Au chapitre des rencontres, un tête à tête est prévu entre le Président de la transition, le Colonel Assimi GOÏTA et son homologue, Nana Akufo-ADDO.
Au menu des discussions, figurera en pôle position la date des élections générales, initialement prévue en février 2022 et fortement compromise en ce moment. Pour rappel, les autorités de la transition ont déjà laissé entendre un possible report de cette date, évoquant d’autres priorités, à savoir, la refondation nationale et la crise sécuritaire. Aussi, pour soutenir cet argumentaire du pouvoir de transition, de nombreuses voix se sont élevées au sein de l’opinion pour s’insurger contre le maintien du calendrier électoral déjà communiqué. Or la communauté internationale, dont la CEDEAO se fait l’écho, exige le respect de la tenue des élections en février 2022.

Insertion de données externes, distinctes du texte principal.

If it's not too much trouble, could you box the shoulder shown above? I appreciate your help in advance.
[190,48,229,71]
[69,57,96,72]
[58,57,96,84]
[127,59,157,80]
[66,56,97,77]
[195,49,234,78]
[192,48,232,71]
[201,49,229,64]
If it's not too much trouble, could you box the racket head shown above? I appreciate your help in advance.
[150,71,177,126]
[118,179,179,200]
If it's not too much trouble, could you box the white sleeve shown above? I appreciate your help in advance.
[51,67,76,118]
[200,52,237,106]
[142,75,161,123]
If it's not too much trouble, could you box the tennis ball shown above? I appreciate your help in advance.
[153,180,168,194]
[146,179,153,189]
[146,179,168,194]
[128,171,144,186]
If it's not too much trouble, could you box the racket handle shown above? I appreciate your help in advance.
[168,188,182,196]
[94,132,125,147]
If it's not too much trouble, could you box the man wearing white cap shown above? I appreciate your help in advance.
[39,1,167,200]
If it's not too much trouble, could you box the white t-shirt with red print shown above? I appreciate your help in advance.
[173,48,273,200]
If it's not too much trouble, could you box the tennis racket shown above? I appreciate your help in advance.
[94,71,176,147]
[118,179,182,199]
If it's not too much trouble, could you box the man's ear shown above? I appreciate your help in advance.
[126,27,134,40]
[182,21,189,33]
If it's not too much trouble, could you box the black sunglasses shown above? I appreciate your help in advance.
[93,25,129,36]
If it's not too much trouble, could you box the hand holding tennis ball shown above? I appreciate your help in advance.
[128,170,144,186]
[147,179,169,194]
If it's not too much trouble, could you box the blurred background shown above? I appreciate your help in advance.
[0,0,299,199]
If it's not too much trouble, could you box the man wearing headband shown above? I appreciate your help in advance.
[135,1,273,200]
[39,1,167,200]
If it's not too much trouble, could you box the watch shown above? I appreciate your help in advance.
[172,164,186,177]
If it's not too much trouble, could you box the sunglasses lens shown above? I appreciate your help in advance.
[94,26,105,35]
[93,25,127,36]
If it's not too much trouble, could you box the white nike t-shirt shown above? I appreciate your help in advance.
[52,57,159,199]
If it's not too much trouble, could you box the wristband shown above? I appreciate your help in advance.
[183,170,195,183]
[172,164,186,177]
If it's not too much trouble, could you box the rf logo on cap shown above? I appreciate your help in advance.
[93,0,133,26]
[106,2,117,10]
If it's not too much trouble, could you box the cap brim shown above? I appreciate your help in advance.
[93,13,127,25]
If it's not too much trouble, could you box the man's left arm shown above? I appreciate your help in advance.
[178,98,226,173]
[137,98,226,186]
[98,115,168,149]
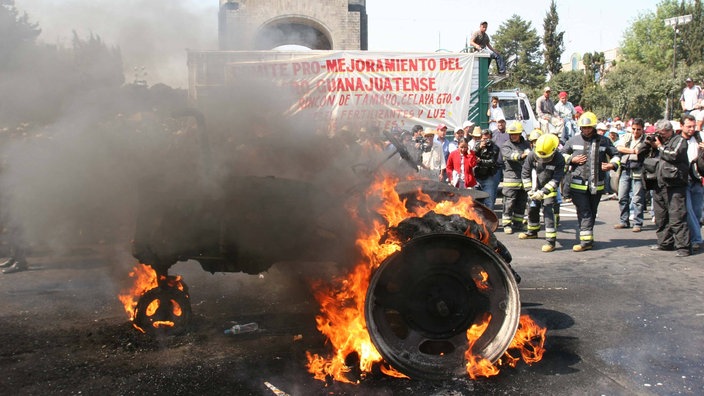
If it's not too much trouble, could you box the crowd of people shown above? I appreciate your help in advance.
[395,77,704,255]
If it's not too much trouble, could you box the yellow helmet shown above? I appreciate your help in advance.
[507,121,524,134]
[528,128,543,142]
[535,134,560,159]
[578,111,598,128]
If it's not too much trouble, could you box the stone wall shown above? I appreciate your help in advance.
[218,0,367,50]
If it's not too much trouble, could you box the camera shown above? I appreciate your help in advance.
[645,133,660,144]
[413,136,432,152]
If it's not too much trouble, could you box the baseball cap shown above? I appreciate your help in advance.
[685,77,693,82]
[462,120,475,130]
[544,86,551,92]
[574,106,584,114]
[437,123,447,130]
[558,91,567,98]
[596,122,608,130]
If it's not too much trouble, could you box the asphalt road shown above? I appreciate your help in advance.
[0,198,702,395]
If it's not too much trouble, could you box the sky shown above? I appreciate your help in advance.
[14,0,664,88]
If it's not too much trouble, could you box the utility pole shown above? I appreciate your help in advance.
[664,14,692,119]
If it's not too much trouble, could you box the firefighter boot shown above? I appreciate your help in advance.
[518,231,538,239]
[572,242,593,252]
[541,240,556,252]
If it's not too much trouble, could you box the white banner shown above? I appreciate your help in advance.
[225,51,477,133]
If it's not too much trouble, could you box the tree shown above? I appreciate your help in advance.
[71,31,124,88]
[620,0,682,72]
[582,51,606,84]
[0,0,41,69]
[542,0,564,78]
[601,63,667,120]
[493,15,544,90]
[680,0,704,66]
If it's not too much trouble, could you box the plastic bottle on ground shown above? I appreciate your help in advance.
[224,322,258,335]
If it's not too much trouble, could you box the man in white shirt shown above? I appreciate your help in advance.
[487,96,505,132]
[680,114,704,251]
[680,77,702,117]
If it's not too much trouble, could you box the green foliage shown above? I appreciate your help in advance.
[582,52,606,84]
[680,0,704,66]
[493,14,545,90]
[543,0,564,77]
[620,0,682,72]
[547,71,584,106]
[601,63,668,121]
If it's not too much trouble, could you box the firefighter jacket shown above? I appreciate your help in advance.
[500,137,531,189]
[655,133,689,188]
[561,132,620,194]
[521,151,566,198]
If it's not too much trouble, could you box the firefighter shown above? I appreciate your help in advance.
[500,121,530,234]
[520,134,565,252]
[528,128,543,148]
[561,111,620,251]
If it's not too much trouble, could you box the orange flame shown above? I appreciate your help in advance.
[307,173,501,382]
[502,314,547,367]
[465,313,500,379]
[118,263,158,320]
[118,263,186,331]
[306,173,546,383]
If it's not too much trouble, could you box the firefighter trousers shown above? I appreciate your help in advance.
[571,190,601,245]
[526,197,557,242]
[501,187,527,229]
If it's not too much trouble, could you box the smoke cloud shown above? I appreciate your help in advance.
[1,2,420,278]
[16,0,217,88]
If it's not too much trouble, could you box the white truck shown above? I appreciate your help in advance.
[186,50,536,134]
[489,90,536,135]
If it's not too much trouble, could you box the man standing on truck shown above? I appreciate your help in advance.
[469,21,506,75]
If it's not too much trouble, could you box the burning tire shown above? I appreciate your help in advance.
[134,283,192,336]
[364,215,521,380]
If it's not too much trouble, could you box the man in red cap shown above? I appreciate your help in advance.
[555,91,577,141]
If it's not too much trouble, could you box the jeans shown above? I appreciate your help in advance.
[562,119,577,142]
[686,181,703,245]
[618,169,646,226]
[476,173,499,210]
[490,51,506,73]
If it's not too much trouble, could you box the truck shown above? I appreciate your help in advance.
[127,49,531,381]
[186,50,536,134]
[490,89,536,134]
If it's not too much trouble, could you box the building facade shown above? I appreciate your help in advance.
[218,0,368,51]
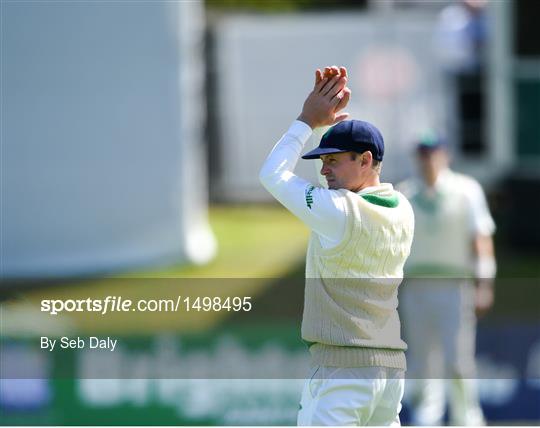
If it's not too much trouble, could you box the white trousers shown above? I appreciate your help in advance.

C’est dire que les débats risquent d’être houleux entre Assimi GOÏTA et son encombrant hôte du jour, Nana Akufo-ADDO car d’un côté, le président malien de la transition se prévaudra de l’appui d’une bonne partie de la volonté populaire pour repousser les élections et de l’autre, l’émissaire de la CEDEAO pèsera de tout le poids que lui confère la communauté sous-régionale et internationale pour les maintenir.

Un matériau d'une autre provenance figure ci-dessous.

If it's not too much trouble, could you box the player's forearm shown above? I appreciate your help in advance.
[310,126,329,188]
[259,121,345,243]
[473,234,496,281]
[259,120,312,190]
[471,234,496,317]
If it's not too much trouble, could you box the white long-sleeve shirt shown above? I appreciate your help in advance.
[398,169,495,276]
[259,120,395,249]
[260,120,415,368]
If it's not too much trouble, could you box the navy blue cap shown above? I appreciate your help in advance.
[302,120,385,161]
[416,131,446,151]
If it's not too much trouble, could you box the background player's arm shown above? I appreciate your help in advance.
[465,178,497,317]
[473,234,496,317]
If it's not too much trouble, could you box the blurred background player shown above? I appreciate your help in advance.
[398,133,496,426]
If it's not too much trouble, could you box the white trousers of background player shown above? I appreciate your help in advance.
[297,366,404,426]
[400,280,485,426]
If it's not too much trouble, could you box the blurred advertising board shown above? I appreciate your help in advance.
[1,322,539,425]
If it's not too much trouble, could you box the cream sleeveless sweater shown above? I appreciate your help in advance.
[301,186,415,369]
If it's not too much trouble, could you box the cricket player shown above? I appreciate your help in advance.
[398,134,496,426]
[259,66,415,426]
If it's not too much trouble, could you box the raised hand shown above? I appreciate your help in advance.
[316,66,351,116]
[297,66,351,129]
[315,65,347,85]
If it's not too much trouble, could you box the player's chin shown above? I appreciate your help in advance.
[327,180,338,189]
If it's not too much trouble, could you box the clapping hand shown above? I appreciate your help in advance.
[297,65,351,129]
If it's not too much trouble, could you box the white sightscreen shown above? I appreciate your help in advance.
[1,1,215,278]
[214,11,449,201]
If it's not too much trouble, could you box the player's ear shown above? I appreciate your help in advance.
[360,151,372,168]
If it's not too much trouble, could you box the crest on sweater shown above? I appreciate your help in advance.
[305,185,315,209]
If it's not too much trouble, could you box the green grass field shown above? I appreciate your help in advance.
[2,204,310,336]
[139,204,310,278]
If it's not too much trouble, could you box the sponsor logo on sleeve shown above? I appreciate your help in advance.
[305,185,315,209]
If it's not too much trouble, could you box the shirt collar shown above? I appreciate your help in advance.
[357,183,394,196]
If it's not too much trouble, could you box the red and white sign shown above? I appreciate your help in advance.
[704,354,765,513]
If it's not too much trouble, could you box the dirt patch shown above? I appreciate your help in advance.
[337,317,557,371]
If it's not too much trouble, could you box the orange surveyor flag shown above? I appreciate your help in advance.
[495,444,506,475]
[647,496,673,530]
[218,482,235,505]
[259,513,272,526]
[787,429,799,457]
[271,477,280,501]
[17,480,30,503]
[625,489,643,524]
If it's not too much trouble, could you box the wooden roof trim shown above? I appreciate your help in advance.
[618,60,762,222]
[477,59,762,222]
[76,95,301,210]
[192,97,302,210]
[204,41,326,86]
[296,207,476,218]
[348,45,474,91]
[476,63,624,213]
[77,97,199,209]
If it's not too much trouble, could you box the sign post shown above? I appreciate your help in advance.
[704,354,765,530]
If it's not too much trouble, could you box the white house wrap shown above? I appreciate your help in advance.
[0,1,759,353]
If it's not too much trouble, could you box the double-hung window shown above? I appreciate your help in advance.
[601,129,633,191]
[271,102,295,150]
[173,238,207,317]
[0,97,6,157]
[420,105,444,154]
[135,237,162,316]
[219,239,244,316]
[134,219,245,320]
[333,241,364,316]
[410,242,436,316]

Pour le premier des deux protagonistes, il s’agira de défendre la souveraineté nationale du Mali, tandis que le second mettra l’accent sur le respect d’un accord de principe. En tout cas, dans ce bras de fer, le colonel Assimi GOÏTA pourra compter sur la légitimité dont il jouit aujourd’hui auprès de l’opinion malienne pour exprimer clairement les priorités actuelles de la transition à son vis à vis, représentant de la CEDEAO.
En effet, pour bon nombre de maliens, le contexte actuel du pays n’est pas propice à l’organisation d’élections libres, transparentes et exemptes de toute contestation. Pour cette partie du peuple, c’est l’ensemble des piliers tombés, constituant les fondements même du pays qu’il faudra reconstituer avant d’asseoir de nouvelles autorités. Il s’agit donc prioritairement de la lutte contre l’insécurité et la corruption, la restauration de l’autorité de l’État sur toute l’étendue du territoire à travers les prochaines assises de la refondation.
Il s’agit, en toute logique pour le Mali, de réformes existantielles que seul un pouvoir de transition, jouissant de légitimité, peut librement opérer si on lui donne le temps, l’occasion et les moyens. Et, cela, la CEDEAO et la communauté internationale doivent le comprendre pour le bonheur des maliens.